The cancellation of a deal like the 1 billion euro contract to sell two Mistral warships to Russia would have left a considerable hole in the pocket of most arms exporters, but France is still on course to end 2015 as the most prolific arms seller in Europe.

It is telling that as the Mistral deal was scrapped in early August, French President François Hollande answered reporters' questions from Egypt, where he was celebrating the opening of the new Suez Canal with Egypt's new French-made Rafale jets flying overhead. The jets, delivered less than two weeks before, were the first of 24 aircraft purchased by the Egyptian armed forces from France in a deal that dwarfs the Mistral contract several times over.

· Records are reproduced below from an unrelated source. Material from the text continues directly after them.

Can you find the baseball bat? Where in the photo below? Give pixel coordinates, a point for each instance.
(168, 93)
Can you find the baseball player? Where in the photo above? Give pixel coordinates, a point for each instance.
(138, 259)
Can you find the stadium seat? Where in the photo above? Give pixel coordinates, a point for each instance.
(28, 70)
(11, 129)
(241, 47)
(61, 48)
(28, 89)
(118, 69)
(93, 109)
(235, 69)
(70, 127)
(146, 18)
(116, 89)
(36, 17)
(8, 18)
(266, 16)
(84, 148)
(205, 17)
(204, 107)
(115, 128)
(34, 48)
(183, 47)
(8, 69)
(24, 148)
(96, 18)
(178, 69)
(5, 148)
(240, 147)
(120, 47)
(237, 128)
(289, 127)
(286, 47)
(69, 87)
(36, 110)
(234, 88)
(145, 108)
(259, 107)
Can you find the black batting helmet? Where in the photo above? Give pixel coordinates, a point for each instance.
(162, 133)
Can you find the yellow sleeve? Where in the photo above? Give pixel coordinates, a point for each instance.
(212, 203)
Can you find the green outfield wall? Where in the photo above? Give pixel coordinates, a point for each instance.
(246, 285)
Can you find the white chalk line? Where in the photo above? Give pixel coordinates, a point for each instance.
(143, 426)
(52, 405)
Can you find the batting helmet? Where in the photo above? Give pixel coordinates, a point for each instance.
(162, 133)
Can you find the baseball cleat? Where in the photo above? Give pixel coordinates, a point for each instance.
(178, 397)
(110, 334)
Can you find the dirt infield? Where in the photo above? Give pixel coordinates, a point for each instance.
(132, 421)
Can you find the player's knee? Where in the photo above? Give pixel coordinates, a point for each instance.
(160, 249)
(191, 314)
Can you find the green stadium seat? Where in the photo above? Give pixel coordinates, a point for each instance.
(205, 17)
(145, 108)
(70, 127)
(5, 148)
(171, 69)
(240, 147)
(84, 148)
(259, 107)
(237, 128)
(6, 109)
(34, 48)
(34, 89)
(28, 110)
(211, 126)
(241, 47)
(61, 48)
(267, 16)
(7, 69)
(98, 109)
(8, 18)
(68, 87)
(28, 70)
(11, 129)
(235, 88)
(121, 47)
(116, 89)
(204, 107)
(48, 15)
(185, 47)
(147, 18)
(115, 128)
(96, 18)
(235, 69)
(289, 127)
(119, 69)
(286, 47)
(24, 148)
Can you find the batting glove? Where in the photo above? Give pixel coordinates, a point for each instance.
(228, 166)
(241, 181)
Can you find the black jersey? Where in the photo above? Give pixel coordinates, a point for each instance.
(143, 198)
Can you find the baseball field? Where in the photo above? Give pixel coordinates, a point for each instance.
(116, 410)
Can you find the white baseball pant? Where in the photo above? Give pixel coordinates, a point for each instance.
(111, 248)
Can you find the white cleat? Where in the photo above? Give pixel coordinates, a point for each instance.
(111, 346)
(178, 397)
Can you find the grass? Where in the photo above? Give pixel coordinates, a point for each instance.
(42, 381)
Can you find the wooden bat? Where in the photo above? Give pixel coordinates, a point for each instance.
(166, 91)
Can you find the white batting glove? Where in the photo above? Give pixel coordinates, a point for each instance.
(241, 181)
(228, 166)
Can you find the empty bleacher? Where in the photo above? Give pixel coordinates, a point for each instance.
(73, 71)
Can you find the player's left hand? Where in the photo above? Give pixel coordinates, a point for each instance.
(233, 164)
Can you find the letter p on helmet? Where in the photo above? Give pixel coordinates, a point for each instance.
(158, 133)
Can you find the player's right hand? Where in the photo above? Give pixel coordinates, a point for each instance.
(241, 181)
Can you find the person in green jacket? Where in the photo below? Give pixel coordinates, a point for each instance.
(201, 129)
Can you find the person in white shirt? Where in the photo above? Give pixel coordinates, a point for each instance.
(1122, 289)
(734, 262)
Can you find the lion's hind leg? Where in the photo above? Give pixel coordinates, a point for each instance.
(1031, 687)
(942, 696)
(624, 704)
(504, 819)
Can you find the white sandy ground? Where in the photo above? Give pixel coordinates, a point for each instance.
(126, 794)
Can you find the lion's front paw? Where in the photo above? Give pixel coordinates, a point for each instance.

Just in June, during a visit to France, Saudi Arabian Deputy Crown Prince Mohammed bin Salman signed off on 10 contracts with French arms sellers, including a deal for 23 Airbus H145 helicopters. In May, Qatar ordered 24 Rafales, and French Defense Minister Jean-Yves Le Drian said India was due to place an official order for yet more Rafales by the end of the year.

"The French Ministry of Defense says that French arms sales rose by 18 percent in 2014, the country's best export performance for 15 years," says Bilal Y. Saab, a Middle East security expert at the Atlantic Council, who notes that French sales overtook Germany's last year. Statistics from the government showed sales of more than 8 billion euros in 2014, the highest since it started publishing the data in 1999. Le Drian told public broadcast channel BFMTV in June that it was likely French arms exports would exceed 15 billion euros in 2015.

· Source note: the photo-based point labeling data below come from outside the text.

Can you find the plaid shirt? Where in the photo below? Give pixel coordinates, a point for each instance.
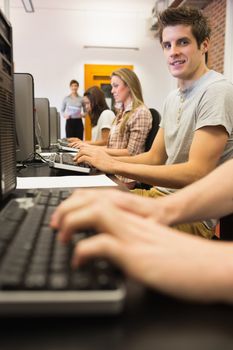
(135, 132)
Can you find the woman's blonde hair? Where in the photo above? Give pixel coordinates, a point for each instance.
(131, 80)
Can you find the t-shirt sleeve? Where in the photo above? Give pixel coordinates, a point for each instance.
(216, 107)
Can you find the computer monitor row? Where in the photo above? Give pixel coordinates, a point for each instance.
(24, 120)
(36, 122)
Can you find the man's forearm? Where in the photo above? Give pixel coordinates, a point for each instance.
(171, 176)
(210, 197)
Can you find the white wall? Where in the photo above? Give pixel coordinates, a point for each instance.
(228, 58)
(49, 45)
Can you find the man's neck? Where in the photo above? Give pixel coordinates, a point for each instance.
(185, 84)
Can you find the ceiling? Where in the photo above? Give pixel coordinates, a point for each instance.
(99, 5)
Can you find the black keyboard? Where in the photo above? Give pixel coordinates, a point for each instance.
(66, 158)
(32, 259)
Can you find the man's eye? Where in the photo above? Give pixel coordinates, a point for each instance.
(166, 45)
(183, 42)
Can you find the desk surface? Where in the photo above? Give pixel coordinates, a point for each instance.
(149, 321)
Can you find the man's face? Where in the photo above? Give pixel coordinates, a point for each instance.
(185, 60)
(119, 90)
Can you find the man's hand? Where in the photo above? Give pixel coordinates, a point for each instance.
(157, 256)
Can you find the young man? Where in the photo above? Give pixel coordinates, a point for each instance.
(196, 131)
(133, 233)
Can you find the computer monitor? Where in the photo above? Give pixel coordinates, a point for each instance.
(59, 125)
(43, 113)
(25, 116)
(7, 115)
(53, 126)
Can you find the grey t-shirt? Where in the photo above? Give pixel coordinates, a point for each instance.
(208, 102)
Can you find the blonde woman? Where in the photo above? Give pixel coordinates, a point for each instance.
(131, 126)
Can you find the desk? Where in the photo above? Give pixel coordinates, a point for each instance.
(150, 321)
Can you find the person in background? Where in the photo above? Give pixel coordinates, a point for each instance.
(102, 117)
(71, 110)
(196, 129)
(133, 232)
(133, 121)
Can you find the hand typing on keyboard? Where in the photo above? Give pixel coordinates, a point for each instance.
(130, 235)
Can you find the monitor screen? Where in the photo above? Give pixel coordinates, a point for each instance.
(24, 114)
(43, 114)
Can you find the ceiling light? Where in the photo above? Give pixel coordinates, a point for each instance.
(111, 47)
(28, 5)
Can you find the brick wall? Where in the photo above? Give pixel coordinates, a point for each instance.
(216, 12)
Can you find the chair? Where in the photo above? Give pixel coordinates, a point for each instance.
(226, 228)
(149, 140)
(154, 129)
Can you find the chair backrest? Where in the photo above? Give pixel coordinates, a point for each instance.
(154, 129)
(226, 228)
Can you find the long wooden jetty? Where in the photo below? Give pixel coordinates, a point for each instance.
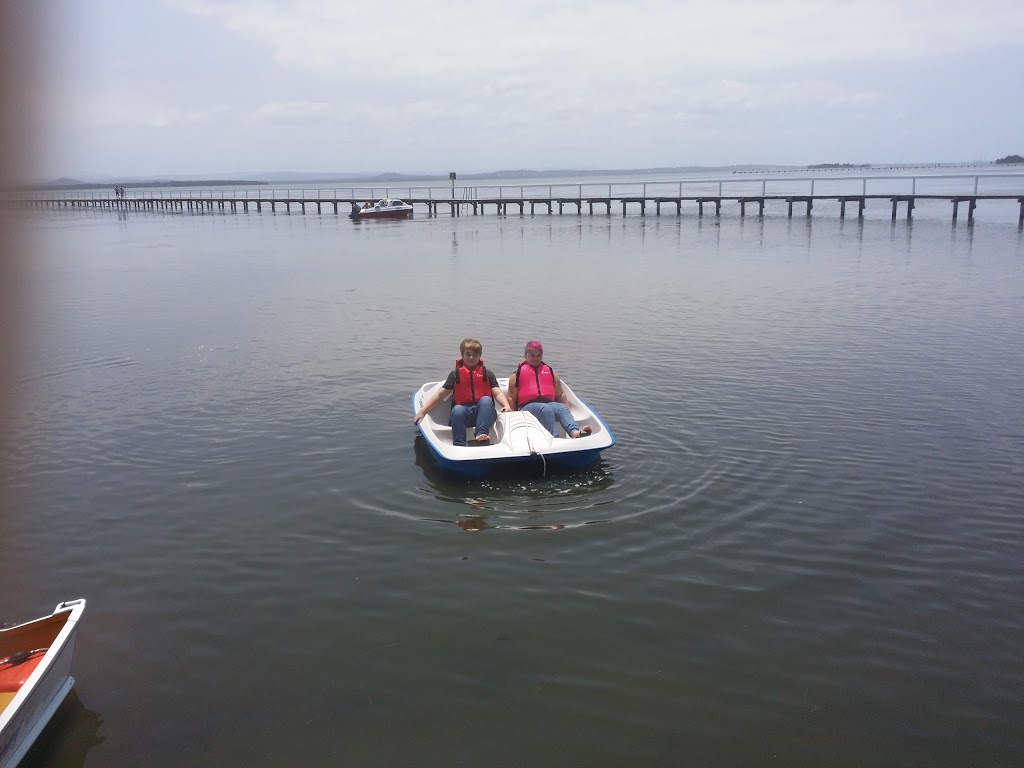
(641, 197)
(504, 206)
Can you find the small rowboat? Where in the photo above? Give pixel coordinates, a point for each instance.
(35, 677)
(516, 438)
(383, 209)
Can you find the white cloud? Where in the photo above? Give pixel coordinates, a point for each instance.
(466, 39)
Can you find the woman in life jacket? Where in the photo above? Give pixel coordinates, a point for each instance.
(475, 389)
(536, 388)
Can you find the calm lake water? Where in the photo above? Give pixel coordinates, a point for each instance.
(807, 547)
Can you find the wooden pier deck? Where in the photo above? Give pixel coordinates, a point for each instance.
(507, 205)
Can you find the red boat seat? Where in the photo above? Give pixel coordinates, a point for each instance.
(12, 676)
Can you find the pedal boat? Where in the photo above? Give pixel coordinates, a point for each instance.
(384, 209)
(516, 438)
(35, 677)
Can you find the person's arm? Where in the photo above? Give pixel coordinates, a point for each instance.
(500, 396)
(440, 394)
(560, 395)
(512, 391)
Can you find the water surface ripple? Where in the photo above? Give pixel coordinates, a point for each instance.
(806, 547)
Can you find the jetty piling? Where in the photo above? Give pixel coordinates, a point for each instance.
(569, 198)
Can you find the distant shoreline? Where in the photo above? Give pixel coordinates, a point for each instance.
(398, 179)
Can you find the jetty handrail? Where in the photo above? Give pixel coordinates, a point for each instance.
(578, 189)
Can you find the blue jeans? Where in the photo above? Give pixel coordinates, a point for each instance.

Benoît Gomis, an international security consultant and associate fellow at London's Chatham House who has also worked in the strategic directorate of the French Ministry of Defense, says he believes the French state's role in these deals is crucial. "The government itself is at the heart of all these sales, more so than other countries," he adds, noting that Hollande needs to do whatever he can to boost the economy and cut unemployment.

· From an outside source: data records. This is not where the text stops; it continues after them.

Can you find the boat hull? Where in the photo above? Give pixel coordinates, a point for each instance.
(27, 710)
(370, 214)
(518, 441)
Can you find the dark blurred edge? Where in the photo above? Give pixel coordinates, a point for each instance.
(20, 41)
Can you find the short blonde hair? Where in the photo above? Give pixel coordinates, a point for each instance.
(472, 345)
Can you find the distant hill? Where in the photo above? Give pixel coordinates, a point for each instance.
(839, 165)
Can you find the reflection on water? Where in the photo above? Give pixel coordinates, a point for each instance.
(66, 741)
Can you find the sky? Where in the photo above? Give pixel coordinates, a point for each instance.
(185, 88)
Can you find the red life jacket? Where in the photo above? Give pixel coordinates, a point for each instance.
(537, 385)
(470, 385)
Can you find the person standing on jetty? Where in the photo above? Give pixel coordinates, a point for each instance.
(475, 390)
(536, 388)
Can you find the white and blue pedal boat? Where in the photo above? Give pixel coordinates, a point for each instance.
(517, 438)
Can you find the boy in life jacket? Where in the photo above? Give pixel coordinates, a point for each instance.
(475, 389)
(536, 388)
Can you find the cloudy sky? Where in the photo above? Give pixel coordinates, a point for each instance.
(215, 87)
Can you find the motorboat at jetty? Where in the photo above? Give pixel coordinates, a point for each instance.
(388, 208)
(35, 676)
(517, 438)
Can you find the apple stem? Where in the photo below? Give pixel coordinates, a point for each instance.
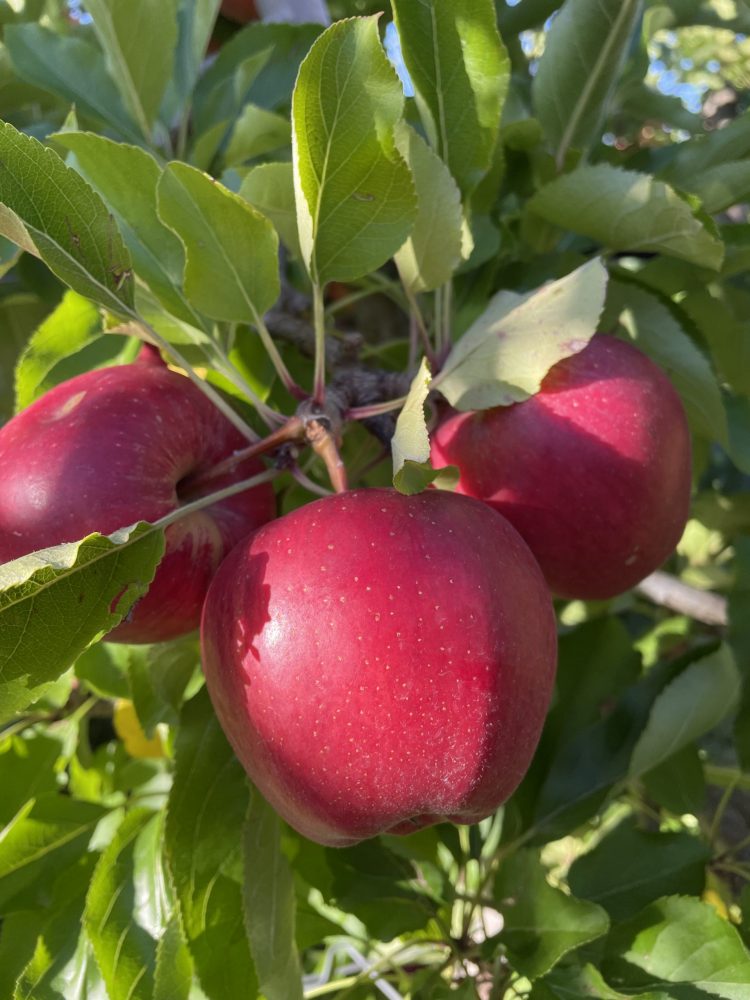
(292, 430)
(319, 317)
(211, 498)
(417, 319)
(208, 390)
(374, 409)
(323, 444)
(277, 361)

The French state is the majority shareholder (63 percent) of naval manufacturer DCNS, which won a 1 billion euro contract to supply Egypt with a FREMM frigate earlier this year. The government also holds shares of Airbus and the Thales Group, and has some influence on family-owned Dassault Aviation, which manufactures the Rafale jet, since Airbus has shares in it.

Frequent visits to French arms clients by Hollande, Le Drian and Foreign Minister Laurent Fabius have strengthened ties between France and its new Middle Eastern and Asian client base, according to Saab, pointing to Hollande's invitation to the Gulf Cooperation Council's May summit in Riyadh, Saudi Arabia. "He is the first foreign leader to attend the summit, and Hollande's attendance at a ceremony in Doha before the GCC summit was even more significant," Saab says, referring to the annual economic summit of Saudi Arabia, Qatar, Bahrain, Kuwait, Oman and the United Arab Emirates.

"This rapprochement helped Paris sell Doha 24 Rafale fighter jets and other military equipment worth $7 billion," Saab says. "France is doing better than all other European countries because it's matching its arms sales with political engagement. That's what you call Defense Diplomacy 101."